Revenues and profits at Penn State football is about to take a hit due to the scandal there, but overall big time college football is only likely to get richer.
NEW YORK (CNNMoney) — Penn State likely will be playing before more empty seats than full ones when it takes the field for its bowl game on Monday — just one sign of tougher financial times ahead for one of the nation’s richest teams.
But big-time college football is likely to only get richer.
Penn State was No. 6 in revenue among college football teams last season, $72.7 million. And it was No. 2 in profit, behind only the University of Texas, with $53.2 million.
But following the child abuse scandal and the firing of iconic coach Joe Paterno, experts said the school could expect to lose millions in sponsorship, ticket and merchandise sales in coming years. Donations from alumni could also be hurt. Moody’s put Penn State’s debt rating under review for possible downgrade.
The first hit to Penn State’s bottom line could come Monday with its appearance in the TicketCity Bowl in Dallas.
Penn State ended up in the game after some late season losses killed its chance of getting into one of the big dollar BCS bowls, and other higher-profile bowl spots reserved for Big 10 schools went to other teams.
Missing out on the bigger bowls won’t hurt revenue too much, since the conference shares bowl money pretty much equally among the schools.

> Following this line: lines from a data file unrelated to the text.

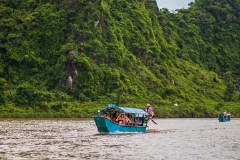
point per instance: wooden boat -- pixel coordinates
(134, 119)
(224, 117)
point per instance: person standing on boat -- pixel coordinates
(149, 110)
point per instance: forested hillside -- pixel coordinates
(68, 58)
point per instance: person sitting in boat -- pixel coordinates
(149, 110)
(114, 118)
(128, 119)
(120, 119)
(106, 116)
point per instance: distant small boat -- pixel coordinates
(224, 117)
(114, 119)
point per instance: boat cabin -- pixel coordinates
(124, 115)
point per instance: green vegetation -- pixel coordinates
(70, 58)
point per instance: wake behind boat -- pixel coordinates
(113, 119)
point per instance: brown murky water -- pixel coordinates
(78, 139)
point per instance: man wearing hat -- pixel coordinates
(149, 110)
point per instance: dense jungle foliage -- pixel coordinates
(68, 58)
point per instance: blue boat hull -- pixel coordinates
(106, 125)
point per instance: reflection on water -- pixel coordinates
(79, 139)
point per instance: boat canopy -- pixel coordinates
(112, 108)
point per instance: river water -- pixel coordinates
(171, 139)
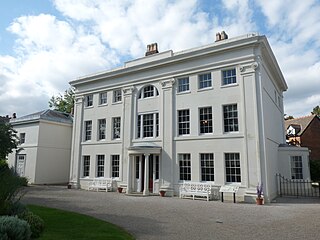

But in going to a lower-profile bowl game far from home, Penn State was only able to sell about 4,000 of the 6,000 tickets it was allocated for the game, and will have to eat the rest.
Tom Starr, executive director of the bowl, said he doesn’t think that the scandal hurt as much as the overall economy, adding that bowl game ticket sales are down nationwide.
“Fans don’t have the money to travel to see a game,” he said Friday. “And where we also are getting hurt is midlevel corporate sales.”
But the bowls aren’t the major source of revenue for the 122 teams in the Football Bowl Division. Instead the main dollars come from television rights, and revenue from sponsorships, ticket sales and licensed merchandise.
An analysis by CNNMoney of figures filed by the schools with the Department of Education shows that revenue for the major football programs in the 2010-11 school year was up 5% to $2.7 billion.
Profit growth was a more modest 2%, but that still came to $1.1 billion in profits, for a 41% margin that any pro sports team would kill to have.
Revenue and profits should only grow as the big dollar conferences play a game of musical chairs to grab new schools. When the dust of the reorganization finally settles, the moves are expected to bring in even more revenue, especially from television deals.
Dan Fulks, a professor at Kentucky’s Transylvania University who consults for the NCAA, said the additional money isn’t going to flow evenly to all schools. It will mean that most of the major football programs are only going to get richer.
“It’ll widen the gap between the haves and havenots,” he said. “The new TV money is certainly going to help, but it’s going to help Ohio State, not Bowling Green.”